Regardless of the hormone replacements I’m taking, I am now in menopause. I will not be able to have any more children, and I expect some physical changes. But I feel at ease with whatever will come, not because I am strong but because this is a part of life. It is nothing to be feared.” –Angelina Jolie.
To read Angelina’s full entry in The New York Times, click here.
I’ve read some pretty weird remarks online, such as – “So, will we all just start cutting off our breasts and ovaries even when there is a proven lack of cancer?”
Firstly, let’s look to the surgeons and experts, most of who concur that she made the right decision. Women who have Angelina’s BRCA mutation have a much higher risk of developing ovarian cancer—increased from the average 1.7 percent to 50 percent. Family history is also first and foremost the easiest determinate in your risk of cancer. (Karen H. Lu, M.D., director of the High Risk Ovarian Cancer Screening Clinic at The University of Texas MD Anderson Cancer Center and member of the American Congress of Obstetricians and Gynecologists (ACOG).
But all this talk on ‘should she have,’ or ‘shouldn’t she have’ made me think of something else, altogether. It made me think about judging. Judging others. We often do it. We judge that mother who goes back to work “too soon” after she gives birth to her baby. We judge that woman for staying with her husband after he cheats on her. We judge the woman who loses her cool with her kid in the grocery store. We judge that woman for being 50 pounds overweight.
Why do we judge?
Does it make us feel better than the other person? Does it lift us up to put someone else down? I think it does. In fact, I know it does.
So, if I can leave you with anything today, Angelina or otherwise, it’s about the lesson of compassion and empathy. Instead of judging someone for their decisions, perhaps opt to give them a smile, a nod, let them know that you HEAR them.
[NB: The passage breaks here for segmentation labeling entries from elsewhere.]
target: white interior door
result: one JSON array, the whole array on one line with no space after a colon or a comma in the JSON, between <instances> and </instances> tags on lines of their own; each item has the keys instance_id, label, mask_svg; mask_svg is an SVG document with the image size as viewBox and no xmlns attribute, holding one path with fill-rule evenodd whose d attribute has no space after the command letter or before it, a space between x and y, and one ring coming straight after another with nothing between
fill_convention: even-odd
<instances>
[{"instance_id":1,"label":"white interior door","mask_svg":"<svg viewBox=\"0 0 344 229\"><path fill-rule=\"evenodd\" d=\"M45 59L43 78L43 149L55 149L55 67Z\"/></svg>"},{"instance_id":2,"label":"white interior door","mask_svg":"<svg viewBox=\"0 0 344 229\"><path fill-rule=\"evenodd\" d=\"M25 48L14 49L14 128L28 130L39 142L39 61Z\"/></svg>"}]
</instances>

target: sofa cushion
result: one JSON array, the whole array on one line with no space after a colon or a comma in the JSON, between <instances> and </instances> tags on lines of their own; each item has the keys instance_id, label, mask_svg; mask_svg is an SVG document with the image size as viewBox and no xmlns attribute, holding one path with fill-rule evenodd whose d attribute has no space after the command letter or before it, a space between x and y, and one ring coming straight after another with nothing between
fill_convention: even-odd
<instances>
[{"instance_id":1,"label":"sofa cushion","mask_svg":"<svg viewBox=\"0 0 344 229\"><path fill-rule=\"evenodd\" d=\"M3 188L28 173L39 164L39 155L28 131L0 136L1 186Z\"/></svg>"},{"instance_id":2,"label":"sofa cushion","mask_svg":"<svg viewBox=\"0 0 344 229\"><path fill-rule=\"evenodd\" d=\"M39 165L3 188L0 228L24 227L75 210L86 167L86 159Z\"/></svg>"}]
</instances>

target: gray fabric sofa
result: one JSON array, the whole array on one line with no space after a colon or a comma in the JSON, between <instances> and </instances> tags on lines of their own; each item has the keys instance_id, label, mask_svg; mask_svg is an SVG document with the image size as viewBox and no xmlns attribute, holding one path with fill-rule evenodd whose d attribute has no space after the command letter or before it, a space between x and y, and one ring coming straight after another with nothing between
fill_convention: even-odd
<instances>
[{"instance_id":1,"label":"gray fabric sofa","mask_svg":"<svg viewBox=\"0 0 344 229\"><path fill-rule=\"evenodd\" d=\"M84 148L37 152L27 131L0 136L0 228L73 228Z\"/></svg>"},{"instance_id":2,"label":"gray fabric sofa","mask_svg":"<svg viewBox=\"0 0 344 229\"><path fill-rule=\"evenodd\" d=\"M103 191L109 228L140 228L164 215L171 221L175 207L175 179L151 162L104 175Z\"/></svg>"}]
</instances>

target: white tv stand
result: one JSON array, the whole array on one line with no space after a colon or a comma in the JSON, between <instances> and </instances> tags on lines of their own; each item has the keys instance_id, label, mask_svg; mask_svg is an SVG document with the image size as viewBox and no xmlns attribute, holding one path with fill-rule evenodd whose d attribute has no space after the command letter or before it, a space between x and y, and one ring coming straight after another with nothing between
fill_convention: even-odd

That you are THERE for them. At the end of the day, everyone makes decisions that work for them, that fit their lives, and it’s not yours or my business why they make them. Vow to be an ear, a sounding board to someone. We all have reasons for doing the things that maybe you or I wouldn’t do.
So the next time your friend tells you that she’s staying with her husband after he confesses to an affair, or the next time a mom has a meltdown in public, perhaps support her, instead of judge her. Perhaps try and understand her choices.
Just a thought.
What say you?
I’m sure it wasn’t an easy decision and I commend her for making it. I think it’s in everyone’s nature to judge others but this is a different way of looking at that.
Beautifully said. Angelina made a decision she felt was best for her. Even had she made this decision without the research and information she gathered, it’s still her choice. We have the choice to ignore the news and weblinks if we choose. We also havfe the choice to commend her courage not only for the procedure but to speak openly about it.
Well said!
I think the real problem with judging is that we are only seeing a brief snapshot of another person’s existence and assuming that’s all they are. That person that thoughtlessly cut you off while driving and talking on the phone may be getting news that a family member is in the hospital. She could be a person who is always courteous and considerate driver but had a second of inattention due to a personal tragedy (she maybe and even better driver than you). That mom who snaps at her kids may be a saint with endless patience but had a momentary lapse because her hungry kids are screaming in the store and she cannot leave without food for them (more than likely she snapped because of your rude and judging looks when her kids first started acting up). The kid who eats fluff on white bread for lunch every day may eat the healthiest breakfast, dinners, and snacks at home but mom send him with those sandwiches because it’s all he’ll eat and she doesn’t want him to go hungry at school (he may even eat healthier than your child overall).
I have really been making it a point to stop judging others. When I start judging, I make myself think something to the contrary like what I wrote in the parentheses above because ultimately none of us has a clue about what’s really the best way to live life and we certainly don’t know what another person’s life is like by watching them for a fraction of it. I know there have been moments in my life that I’ve behaved badly only to regret it later and have been so thankful no one was there to witness it!
I also think becoming comfortable with our own choices means we don’t have to put down others who make different life choices. I think judging really comes from a place of insecurity and when we put down others, we are really trying to validate our own choices. If we’re confident in ourselves, we have the tendency to support and encourage other people’s choices because they don’t threaten our own.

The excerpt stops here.